In my first setup I used CoTurn with 443:TCP and it works without any special settings. In my second case, to optimize performance, I switched from TCP to UDP and…surprise…it doesn’t work anymore.
On edge://webrtc-internals, I noticed that when I join a meeting with the third tab, the client loses the turn information and there is no offer to coturn. Although all the information was previously available for the P2P connection. The client only sends a STUN request to the loopback interface.
I hope someone has an idea? Do I need some special settings for Coturn on UDP?
Hum, turn is coming for bothe from prosody. You don’t have listed turn in confog.js right?
You xan open the network tab in the browser before connecting and inspect one by one the messages checking do you see the turn server coming from the server as reply to the disco-info request.
If you mean the custom-config.js for the web pod. Yes, there is no turn entry.
What do you mean with “coming for bothe from prosody”?

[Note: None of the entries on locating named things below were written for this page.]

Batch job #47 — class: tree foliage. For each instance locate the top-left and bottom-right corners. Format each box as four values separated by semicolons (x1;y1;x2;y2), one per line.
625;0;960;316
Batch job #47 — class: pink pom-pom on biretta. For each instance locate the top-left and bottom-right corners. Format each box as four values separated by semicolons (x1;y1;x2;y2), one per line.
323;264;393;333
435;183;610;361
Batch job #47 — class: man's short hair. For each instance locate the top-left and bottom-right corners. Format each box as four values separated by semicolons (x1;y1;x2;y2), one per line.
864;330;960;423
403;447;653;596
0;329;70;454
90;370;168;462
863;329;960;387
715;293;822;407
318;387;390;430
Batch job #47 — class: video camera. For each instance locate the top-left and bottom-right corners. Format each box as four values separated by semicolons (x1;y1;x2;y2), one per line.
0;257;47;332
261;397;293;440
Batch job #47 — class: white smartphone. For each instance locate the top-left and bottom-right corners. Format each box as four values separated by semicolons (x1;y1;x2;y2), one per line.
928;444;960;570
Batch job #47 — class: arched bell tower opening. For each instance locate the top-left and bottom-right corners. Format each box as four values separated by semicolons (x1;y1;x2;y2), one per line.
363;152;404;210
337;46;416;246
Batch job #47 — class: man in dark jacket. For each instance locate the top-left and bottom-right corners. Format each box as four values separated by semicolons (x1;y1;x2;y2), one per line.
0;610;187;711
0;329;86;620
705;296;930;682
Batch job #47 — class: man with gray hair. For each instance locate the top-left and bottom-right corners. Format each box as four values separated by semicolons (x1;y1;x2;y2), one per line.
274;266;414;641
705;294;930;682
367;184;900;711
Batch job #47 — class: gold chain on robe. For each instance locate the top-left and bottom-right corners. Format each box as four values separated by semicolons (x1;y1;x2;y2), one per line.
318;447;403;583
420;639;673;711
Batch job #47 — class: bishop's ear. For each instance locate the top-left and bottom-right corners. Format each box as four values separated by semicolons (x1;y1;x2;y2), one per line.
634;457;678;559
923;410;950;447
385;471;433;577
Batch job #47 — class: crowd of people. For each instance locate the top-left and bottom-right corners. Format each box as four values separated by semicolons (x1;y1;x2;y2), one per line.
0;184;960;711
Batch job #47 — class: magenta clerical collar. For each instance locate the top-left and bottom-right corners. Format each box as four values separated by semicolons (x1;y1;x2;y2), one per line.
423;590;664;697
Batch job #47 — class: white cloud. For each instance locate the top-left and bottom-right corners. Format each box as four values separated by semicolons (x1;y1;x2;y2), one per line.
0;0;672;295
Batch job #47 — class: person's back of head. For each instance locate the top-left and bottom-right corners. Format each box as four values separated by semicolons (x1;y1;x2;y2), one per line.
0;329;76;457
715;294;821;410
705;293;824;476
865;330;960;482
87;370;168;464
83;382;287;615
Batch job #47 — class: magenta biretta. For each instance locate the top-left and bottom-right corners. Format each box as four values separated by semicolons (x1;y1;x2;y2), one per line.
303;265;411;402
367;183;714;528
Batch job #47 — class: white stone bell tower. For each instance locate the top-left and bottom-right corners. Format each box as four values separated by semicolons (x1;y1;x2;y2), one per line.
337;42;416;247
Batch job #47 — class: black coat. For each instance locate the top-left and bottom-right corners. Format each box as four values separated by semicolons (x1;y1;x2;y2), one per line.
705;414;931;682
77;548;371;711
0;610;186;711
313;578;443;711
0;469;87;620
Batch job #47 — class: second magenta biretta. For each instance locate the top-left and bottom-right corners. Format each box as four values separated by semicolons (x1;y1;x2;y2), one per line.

I checked the disco-info request, but can’t found it. I only see the turn information in de xmpp-websocket messages (between two clients). If the third person joins, there will be a new xmpp-websocket connection, with no turn information. You will also see, that there is no connection to the jvb after that.

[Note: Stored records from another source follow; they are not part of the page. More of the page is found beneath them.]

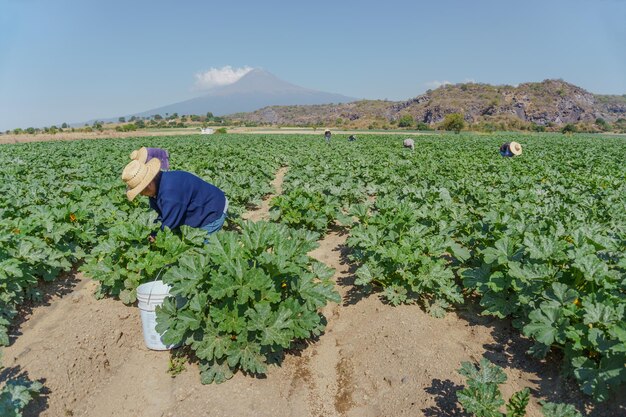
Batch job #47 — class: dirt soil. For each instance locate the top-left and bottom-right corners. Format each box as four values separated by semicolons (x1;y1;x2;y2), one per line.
2;168;626;417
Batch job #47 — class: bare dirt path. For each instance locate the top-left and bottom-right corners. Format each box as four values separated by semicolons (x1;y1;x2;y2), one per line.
3;164;626;417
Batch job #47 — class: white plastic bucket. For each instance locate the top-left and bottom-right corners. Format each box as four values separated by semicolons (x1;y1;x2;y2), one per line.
137;281;176;350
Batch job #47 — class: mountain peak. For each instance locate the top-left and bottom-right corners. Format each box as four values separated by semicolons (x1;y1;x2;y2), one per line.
207;68;313;95
130;68;357;117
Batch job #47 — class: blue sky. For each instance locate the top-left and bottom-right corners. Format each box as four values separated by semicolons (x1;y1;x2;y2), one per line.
0;0;626;131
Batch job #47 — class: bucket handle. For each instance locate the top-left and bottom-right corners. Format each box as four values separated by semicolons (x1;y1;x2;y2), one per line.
147;264;173;304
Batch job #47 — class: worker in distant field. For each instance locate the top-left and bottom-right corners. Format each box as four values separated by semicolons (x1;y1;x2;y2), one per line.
122;158;228;242
130;146;170;171
500;142;522;157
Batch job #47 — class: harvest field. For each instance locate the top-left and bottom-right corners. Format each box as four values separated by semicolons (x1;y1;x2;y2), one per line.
0;133;626;417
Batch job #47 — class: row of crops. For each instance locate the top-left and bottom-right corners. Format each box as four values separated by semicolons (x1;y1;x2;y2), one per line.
0;135;626;400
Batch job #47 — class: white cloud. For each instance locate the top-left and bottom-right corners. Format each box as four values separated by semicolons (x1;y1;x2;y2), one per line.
426;80;452;88
194;65;254;90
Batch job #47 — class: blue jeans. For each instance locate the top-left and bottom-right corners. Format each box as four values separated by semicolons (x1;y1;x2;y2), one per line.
200;213;226;243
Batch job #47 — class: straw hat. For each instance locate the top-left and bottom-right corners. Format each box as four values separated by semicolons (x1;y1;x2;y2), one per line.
122;158;161;201
130;146;148;164
509;142;522;155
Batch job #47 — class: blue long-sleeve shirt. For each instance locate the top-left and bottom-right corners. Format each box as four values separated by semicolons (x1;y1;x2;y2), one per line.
149;171;226;229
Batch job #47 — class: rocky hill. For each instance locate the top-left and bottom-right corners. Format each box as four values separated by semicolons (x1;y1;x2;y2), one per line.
228;80;626;128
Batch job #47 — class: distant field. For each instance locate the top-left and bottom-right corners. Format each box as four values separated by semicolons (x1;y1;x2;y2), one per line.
0;134;626;417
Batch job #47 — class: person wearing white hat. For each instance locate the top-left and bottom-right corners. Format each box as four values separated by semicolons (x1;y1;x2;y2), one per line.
130;146;170;171
122;158;228;241
500;142;522;157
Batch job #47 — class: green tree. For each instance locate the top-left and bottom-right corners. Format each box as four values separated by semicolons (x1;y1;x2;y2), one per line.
398;114;415;127
441;113;465;133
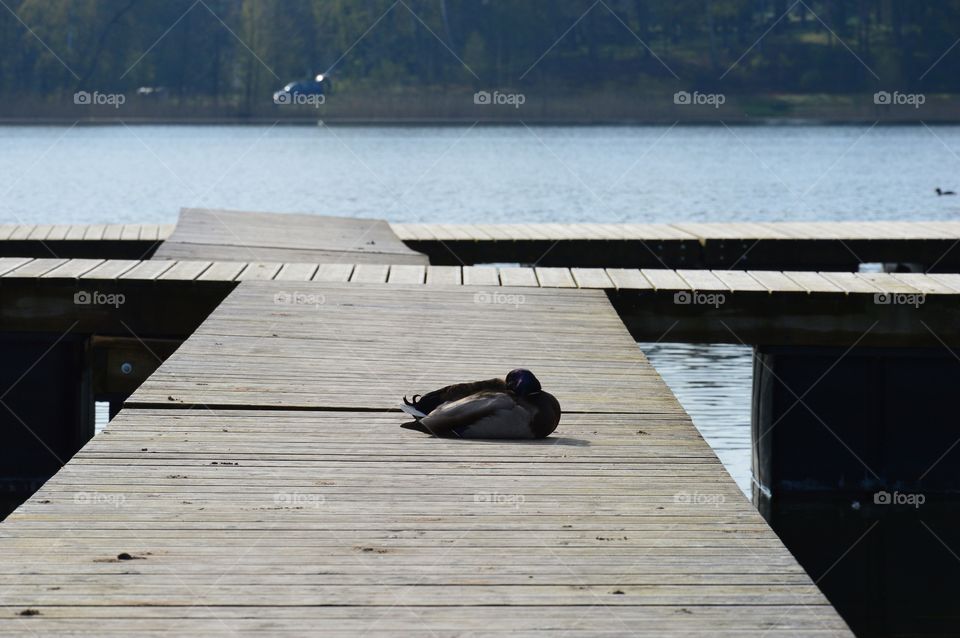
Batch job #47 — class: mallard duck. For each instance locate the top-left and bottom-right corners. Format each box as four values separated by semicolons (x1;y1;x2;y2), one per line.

lib-jitsi-meet. But jitsi-meet version is enough in this case, if you don’t have modifications.
There are some errors in the logs, but I don’t see any indications of why those requests will not be sent. Those are always sent once you see Strophe connected.
Also, the jvb ice failure means you are missing the port forwarding to the bridge or the bridge is reporting a wrong public address, which is needed for the turnserver to work.

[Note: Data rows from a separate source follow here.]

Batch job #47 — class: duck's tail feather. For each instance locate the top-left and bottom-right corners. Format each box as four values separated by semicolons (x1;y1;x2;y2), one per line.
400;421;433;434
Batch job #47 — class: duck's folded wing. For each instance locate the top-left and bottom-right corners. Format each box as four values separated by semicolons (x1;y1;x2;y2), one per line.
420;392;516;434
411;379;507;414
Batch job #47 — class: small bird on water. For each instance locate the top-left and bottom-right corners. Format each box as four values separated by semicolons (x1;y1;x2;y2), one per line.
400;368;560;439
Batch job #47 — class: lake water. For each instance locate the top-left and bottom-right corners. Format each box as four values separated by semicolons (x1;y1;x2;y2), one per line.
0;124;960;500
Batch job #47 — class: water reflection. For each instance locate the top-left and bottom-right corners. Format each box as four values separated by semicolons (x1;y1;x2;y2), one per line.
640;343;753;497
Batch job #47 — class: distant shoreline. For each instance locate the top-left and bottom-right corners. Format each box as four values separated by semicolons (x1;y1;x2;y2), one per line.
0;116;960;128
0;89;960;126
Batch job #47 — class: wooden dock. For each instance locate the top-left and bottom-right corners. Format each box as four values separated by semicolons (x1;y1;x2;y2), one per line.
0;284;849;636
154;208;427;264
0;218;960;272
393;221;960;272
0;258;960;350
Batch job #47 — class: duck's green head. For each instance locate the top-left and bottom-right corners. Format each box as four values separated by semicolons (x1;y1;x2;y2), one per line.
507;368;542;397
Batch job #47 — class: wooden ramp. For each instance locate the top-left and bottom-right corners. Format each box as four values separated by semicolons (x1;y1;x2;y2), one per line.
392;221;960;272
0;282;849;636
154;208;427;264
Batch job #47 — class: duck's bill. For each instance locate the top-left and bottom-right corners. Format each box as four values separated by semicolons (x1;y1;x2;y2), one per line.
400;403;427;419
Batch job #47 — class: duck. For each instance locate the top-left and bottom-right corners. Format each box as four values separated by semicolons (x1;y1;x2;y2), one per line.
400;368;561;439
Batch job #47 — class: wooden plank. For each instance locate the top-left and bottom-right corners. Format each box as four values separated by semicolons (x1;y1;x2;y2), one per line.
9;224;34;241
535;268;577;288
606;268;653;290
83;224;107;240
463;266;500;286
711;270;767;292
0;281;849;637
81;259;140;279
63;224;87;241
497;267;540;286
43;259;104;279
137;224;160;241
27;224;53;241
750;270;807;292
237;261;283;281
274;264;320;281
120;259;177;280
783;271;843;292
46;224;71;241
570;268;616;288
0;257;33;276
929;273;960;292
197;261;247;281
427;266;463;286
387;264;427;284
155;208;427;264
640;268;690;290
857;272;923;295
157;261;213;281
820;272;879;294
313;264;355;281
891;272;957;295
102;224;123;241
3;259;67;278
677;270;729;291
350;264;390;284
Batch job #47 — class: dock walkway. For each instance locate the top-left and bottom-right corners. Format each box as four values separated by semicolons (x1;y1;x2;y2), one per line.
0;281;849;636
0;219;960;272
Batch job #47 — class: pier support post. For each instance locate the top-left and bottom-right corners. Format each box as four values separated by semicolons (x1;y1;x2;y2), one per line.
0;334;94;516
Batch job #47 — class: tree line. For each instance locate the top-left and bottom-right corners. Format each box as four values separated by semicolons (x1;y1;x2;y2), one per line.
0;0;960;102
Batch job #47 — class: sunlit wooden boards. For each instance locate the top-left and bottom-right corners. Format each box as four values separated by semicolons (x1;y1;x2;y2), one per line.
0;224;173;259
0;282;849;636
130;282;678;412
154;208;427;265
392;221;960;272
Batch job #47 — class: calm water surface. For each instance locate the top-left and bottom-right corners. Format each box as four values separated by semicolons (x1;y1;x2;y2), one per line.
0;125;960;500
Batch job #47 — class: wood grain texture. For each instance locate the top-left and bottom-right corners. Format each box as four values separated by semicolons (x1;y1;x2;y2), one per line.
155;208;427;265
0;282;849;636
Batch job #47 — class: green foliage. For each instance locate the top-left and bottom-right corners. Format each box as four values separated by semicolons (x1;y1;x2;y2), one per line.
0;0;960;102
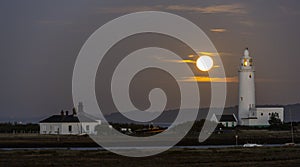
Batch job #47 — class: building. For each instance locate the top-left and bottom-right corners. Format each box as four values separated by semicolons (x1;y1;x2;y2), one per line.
39;103;101;135
210;114;238;127
238;48;284;126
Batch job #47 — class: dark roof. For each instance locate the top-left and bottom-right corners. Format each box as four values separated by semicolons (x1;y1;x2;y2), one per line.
216;114;237;122
40;115;97;123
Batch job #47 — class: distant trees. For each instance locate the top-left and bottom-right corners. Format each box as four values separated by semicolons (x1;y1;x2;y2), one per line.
0;123;40;133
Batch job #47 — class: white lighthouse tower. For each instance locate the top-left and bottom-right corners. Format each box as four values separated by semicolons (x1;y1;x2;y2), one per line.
238;48;257;126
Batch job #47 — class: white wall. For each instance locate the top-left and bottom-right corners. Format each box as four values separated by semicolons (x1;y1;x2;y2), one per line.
40;122;99;134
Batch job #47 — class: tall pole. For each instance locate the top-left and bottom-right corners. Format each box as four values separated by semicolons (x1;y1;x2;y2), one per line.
289;109;294;143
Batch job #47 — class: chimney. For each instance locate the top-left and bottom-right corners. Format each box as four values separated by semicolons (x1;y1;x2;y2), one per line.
72;107;77;116
78;102;83;113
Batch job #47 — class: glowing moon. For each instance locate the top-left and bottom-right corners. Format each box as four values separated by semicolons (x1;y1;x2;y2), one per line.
196;56;214;71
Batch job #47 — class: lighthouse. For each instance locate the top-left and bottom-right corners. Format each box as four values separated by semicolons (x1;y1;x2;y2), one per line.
238;48;257;126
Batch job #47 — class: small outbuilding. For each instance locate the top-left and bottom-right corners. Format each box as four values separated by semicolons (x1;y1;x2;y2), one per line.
210;114;237;127
39;103;101;135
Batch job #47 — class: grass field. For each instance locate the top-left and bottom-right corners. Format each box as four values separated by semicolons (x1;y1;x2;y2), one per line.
0;147;300;167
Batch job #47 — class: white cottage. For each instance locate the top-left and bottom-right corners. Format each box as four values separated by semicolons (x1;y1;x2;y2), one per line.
39;103;101;135
210;114;237;127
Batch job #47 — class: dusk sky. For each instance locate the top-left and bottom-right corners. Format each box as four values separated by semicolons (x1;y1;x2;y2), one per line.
0;0;300;122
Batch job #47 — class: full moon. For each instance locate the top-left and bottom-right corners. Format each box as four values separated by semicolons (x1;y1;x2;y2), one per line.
196;56;214;71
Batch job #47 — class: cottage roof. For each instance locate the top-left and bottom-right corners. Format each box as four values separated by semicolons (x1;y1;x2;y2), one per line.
216;114;237;122
40;115;97;123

You mean the public IP, which is set with the env JVB_ADVETISE_IP?
In my setting this is empty and will work if i use TCP with the CoTurn.
p.s. i changed the config and no improvement
I hope i will find the right setting or someone here can share their configuration.
In my futher analysis I saw that the coturn pod transmit his link-local-address and his internal pod IP.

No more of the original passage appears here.